The following extracts are from US Flying feature writer Thomas H. Block published in 1981 and are well worth studying. He states "Water, indeed can cause problems beyond hydro-planing and poor visibiility.

With regard to the aerodynamic effect of heavy rain on airplane performance. The National Aeronautics and Space Administration has been conducting a series of tests to determine the effect of heavy rain on airfoil aerodynamics. The results of these tests have shown that heavy rain can significantly increase drag as well as decrease lift and stall angle of attack. This paper describes a recent effort to use the heavy rain airfoil data to determine the aerodynamic effect on a conventional twin-jet transport. The paper reports on the method used to model the heavy rain aerodynamic effect and the resulting performance degradation.

The heavy rain performance effect is presented in terms of the diminished climb performance associated with increasing rain rates. The effect of heavy rain on the airplane's ability to escape a performance-limiting wind shear is illustrated through a numerical simulation of a wet microburst encounter. The results of this paper accentuate the need for further testing to determine scaling relationships and flow mechanics, and the full configuration three-dimensional effects of heavy rain.

Short extracts from the article follow: Intense rain beating continously against the wing seems to have the same effect on the airfoil as a layer of frost or ice. At higher angles of attack - the sort of profiles we fly during the slow airspeed maneuvers of takeoff, landing or missed approach, it is estimated that all that water can distort the airfoil shape and reduce lift by as much as 30 percent. That's enough to affect the performance of any aircraft.from light aircraft through to heavy jets. After reviewing the official reports on several airline accidents that occurred in heavy rain, the NASA-funded study by the University of Dayton Research Institute points out that "the effect of rain was not taken into account."

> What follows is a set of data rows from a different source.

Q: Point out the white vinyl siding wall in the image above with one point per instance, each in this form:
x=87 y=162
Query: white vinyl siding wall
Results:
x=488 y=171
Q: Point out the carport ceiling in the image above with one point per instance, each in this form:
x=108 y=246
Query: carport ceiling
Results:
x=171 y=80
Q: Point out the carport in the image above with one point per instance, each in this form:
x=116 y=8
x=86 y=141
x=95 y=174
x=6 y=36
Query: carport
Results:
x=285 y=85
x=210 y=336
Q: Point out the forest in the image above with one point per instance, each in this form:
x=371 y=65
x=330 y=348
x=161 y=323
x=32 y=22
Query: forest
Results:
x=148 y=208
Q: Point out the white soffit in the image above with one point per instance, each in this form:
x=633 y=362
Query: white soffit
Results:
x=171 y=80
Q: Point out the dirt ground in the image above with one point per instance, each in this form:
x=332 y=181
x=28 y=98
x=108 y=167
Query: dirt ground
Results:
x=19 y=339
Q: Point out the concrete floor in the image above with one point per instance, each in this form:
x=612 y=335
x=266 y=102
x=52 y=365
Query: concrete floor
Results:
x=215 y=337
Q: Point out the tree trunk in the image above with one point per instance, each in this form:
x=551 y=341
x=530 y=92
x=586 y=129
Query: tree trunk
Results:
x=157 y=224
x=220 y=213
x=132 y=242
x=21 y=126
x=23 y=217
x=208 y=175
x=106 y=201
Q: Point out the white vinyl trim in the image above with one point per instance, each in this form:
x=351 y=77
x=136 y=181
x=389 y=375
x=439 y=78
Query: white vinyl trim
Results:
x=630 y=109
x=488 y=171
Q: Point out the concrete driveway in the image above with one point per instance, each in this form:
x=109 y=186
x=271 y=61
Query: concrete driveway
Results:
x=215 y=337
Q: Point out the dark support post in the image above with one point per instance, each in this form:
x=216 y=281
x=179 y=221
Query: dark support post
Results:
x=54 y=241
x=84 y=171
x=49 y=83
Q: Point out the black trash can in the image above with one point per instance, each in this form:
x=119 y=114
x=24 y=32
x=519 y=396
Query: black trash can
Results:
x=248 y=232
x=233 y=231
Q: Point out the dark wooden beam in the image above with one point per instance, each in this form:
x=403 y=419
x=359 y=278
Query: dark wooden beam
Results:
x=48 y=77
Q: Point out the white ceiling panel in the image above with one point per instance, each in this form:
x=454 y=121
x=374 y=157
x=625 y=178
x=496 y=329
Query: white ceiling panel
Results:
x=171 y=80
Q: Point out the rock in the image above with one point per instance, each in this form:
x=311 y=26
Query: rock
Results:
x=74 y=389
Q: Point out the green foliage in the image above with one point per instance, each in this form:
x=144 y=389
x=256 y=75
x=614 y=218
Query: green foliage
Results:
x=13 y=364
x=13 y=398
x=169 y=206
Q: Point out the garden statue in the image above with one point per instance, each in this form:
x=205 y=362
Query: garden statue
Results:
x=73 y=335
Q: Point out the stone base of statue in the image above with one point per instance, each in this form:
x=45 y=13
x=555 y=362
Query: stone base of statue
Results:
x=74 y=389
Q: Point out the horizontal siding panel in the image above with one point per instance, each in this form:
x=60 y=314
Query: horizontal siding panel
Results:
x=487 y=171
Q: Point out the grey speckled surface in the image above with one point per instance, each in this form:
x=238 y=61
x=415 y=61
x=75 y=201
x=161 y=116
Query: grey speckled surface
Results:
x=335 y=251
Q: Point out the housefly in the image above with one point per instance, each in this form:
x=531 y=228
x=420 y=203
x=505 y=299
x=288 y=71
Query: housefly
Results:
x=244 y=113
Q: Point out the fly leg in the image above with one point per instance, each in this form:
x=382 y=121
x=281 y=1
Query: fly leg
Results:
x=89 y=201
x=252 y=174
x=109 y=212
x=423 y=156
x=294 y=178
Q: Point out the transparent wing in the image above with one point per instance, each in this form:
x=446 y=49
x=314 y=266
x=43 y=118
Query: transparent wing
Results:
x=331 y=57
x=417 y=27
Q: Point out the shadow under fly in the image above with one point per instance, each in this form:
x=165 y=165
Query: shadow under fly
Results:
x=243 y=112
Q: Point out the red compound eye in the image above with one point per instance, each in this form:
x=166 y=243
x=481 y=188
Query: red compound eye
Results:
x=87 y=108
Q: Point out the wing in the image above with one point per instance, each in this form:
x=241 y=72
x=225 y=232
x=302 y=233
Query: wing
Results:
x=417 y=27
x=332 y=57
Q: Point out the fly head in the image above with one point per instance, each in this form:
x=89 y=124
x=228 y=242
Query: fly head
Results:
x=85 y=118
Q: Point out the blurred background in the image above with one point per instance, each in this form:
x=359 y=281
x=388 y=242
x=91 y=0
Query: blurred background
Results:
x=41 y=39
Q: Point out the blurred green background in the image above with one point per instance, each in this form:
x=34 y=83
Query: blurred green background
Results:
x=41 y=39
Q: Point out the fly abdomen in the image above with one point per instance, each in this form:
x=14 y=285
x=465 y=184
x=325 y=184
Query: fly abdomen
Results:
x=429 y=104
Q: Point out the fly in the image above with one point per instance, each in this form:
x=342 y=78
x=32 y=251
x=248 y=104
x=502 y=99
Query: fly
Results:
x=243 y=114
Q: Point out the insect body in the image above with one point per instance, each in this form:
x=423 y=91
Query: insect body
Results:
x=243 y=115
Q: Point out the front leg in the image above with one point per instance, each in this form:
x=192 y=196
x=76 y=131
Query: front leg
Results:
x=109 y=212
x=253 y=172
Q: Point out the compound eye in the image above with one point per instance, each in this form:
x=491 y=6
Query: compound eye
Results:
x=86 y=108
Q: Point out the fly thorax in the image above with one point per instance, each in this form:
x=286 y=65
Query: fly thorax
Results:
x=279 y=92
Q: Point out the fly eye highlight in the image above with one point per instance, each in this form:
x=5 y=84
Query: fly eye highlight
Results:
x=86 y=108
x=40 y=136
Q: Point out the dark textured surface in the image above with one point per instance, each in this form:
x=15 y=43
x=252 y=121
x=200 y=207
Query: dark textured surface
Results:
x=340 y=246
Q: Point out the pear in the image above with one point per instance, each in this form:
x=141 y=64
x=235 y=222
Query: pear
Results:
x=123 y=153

We believe that this heavy rain factor - totally neglected in accident investigation - produced significant aerodynamic penalties and resulted in a serious overestimate of wind shear as a cause of thunderstorm - related accidents. Penalties associated with heavy rain can be of the same order as those associated with windshear."

If further testing proves the theory correct, we need to get the word out that heavy rain on takeoff or landing requires additional precautions. By keeping bank angles shallower, pitch attitudes flatter and airspeed margins wider, we could easily avoid the risks. If we stay closer to the centre of the aircraft's performance box and don't depend on book-value performance for runway, climb gradient and airspeed requirments, we will finish our day's flying smiling.

Some pilots still don't believe that a thin layer of ice or frost can roughen the airfoil shape enough to be disastrous, and those are the people who litter our wintertime accident statistics. Now we are told by this new line of NASA-inspired research, too much water at the wrong time can be nearly as bad. Perhaps the time has come for us to add one more thing - -heavy rain - to that list of items we prefer to keep off the wings.

I have seen no literature on the effect of heavy rain on wing aerofoils and certainly never in the numerous flight simulator sessions I have conducted or observed. I think it is vital knowledge for pilots to be aware of.

Last edited by Centaurus; 15th January 2026 at 11:22.